Embora dispositivos de gravação possibilitem às pessoas registrar atos específicos em públicos, o padrão, tipicamente, é que os atos não midiatizados são efêmeros. A tecnologia em rede inverteu esses paradigmas, tornando os registros uma prática comum. Isso ocorre parcialmente devido à arquitetura da internet, na qual sua disseminação requer cópias e gravações para transmissão e processamento.

De fato, embora registros originais e reproduzidos possam teoricamente ser excluídos (ou, tecnicamente, sobrescritos) em qualquer etapa do processo, a dinâmica “permanente por padrão, efêmera quando necessária” é relativamente propagada, interpretando o rastreamento e eliminando o conteúdo, uma vez que ela contribuiu para a ascensão dos públicos em rede fúteis.

2. Reprodutibilidade: o que é original e o que é reproduzido?
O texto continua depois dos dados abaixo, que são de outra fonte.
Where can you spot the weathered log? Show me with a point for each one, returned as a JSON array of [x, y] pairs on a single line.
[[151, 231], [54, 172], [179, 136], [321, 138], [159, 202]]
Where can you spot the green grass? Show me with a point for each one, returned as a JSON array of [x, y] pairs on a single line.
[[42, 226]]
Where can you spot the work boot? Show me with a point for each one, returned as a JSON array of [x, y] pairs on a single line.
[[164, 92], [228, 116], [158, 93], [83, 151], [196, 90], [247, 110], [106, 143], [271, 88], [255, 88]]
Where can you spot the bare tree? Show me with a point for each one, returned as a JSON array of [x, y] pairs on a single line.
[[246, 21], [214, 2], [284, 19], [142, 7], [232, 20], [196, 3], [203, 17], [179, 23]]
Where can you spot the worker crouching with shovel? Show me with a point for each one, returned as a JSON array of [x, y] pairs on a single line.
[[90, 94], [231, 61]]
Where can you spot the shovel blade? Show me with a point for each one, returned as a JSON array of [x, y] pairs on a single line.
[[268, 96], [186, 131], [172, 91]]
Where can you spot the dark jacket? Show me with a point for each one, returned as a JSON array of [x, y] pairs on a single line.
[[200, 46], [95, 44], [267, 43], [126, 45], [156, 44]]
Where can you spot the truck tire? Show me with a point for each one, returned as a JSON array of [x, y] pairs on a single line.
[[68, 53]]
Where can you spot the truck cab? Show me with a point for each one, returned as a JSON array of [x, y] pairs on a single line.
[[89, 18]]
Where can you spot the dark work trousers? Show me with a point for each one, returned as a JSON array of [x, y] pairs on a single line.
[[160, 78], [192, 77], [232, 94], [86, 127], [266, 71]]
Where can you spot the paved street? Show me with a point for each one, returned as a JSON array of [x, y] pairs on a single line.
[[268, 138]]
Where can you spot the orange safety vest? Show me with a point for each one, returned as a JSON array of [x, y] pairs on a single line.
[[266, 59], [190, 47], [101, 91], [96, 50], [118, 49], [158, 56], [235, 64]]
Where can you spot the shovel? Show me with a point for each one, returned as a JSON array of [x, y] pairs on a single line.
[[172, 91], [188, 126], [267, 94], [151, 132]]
A mídia impressa transformou a escrita porque permitiu a fácil reprodução de notícias e informações, aumentando a circulação potencial de tal conteúdo (EISENSTEIN, 1980). A tecnologia introduziu uma série de ferramentas que ajudam as pessoas a reproduzir textos, imagens, vídeos e outras mídias. Como os bits podem ser mais facilmente reproduzidos do que os átomos, e são replicados ao mesmo tempo em que são compartilhados através da rede, o conteúdo produzido por públicos em rede é facilmente reproduzível. As cópias são inerentes a esses sistemas.

Em um mundo feito de bits, não há nenhuma forma que possa diferenciar o bit original do reproduzido. E, pelo fato de que os bits possam ser facilmente modificados, o conteúdo pode ser transformado em maneiras que o tornam difícil de dizer, que são a sua origem e a sua alteração. A natureza replicável do conteúdo por públicos em rede significa que o que é reproduzido pode ser alterado em maneiras que as pessoas não percebem facilmente.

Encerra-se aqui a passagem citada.